ReNeuron is dedicated to the development of potentially off-the-shelf stem cell therapies for a range of diseases. A preclinical-stage stem cell therapy, ReN009, is in development for the treatment of peripheral arterial disease.  Stem cell-based treatments for other conditions, including blindness-causing diseases of the retina, are also in the pipeline. The resulting products utilize either ReNeuron’s CTX cortical cell line, which has already been scaled up to cGMP manufacturing standards, or cell lines generated specifically from the relevant region of the brain or body.

The firm says its stem cell therapy pipeline hinges on its stem cell expansion technology that enables the growth of selected human stem cells into banks of quality-assured stem cell lines, starting from a single tissue sample. This capability is allowing the development of nonpatient-specific, allogeneic stem cell treatments capable of addressing diseases with large patient populations, ReNeuron claims. The expansion platform also allows the scale-up of stem cell lines for clinical and commercial use without the need to rederive cell lines from early prototypes. The firm says this gives it a significant competitive advantage in terms of the time and expense in moving a potential stem cell therapy through a clinical development program.
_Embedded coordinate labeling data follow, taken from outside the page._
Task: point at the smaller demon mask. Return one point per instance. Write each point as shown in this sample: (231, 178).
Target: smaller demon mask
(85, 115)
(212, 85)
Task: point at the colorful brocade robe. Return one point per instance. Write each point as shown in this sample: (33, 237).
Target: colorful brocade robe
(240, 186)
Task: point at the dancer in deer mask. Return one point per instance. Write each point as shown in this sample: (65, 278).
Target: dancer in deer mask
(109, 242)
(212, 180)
ReNeuron is separately commercializing its ReNcell® cell lines for nontherapeutic research applications. ReNcell®VM is a neural cell line derived from the ventral mesencephalon region of the brain, and ReNcell®CX is derived from the cerebral cortex. Both cell lines have been licensed exclusively to Millipore for manufacture and worldwide distribution through their research reagent catalog.
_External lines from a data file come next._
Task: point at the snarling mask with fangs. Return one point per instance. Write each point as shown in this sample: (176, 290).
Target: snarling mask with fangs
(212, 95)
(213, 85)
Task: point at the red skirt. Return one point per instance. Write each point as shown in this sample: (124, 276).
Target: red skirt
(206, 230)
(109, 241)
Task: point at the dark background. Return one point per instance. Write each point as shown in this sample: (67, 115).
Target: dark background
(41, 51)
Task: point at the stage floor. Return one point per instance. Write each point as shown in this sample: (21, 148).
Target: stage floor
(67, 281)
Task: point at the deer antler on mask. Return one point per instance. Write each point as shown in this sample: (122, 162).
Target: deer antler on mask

The start of first-in-man testing with ReNeuron’s ReN001 therapy follows on from FDA approval in July, for Geron to start what it claimed at the time would be the world’s first human trial with a human embryonic stem cell (hESC)-based therapy, GRNOPC1. This Phase I trial is designed to evaluate the hESC-derived oligodendrocyte progenitor cell therapy in patients with complete American Spinal Injury Association Impairment Scale grade A subacute thoracic spinal cord injuries.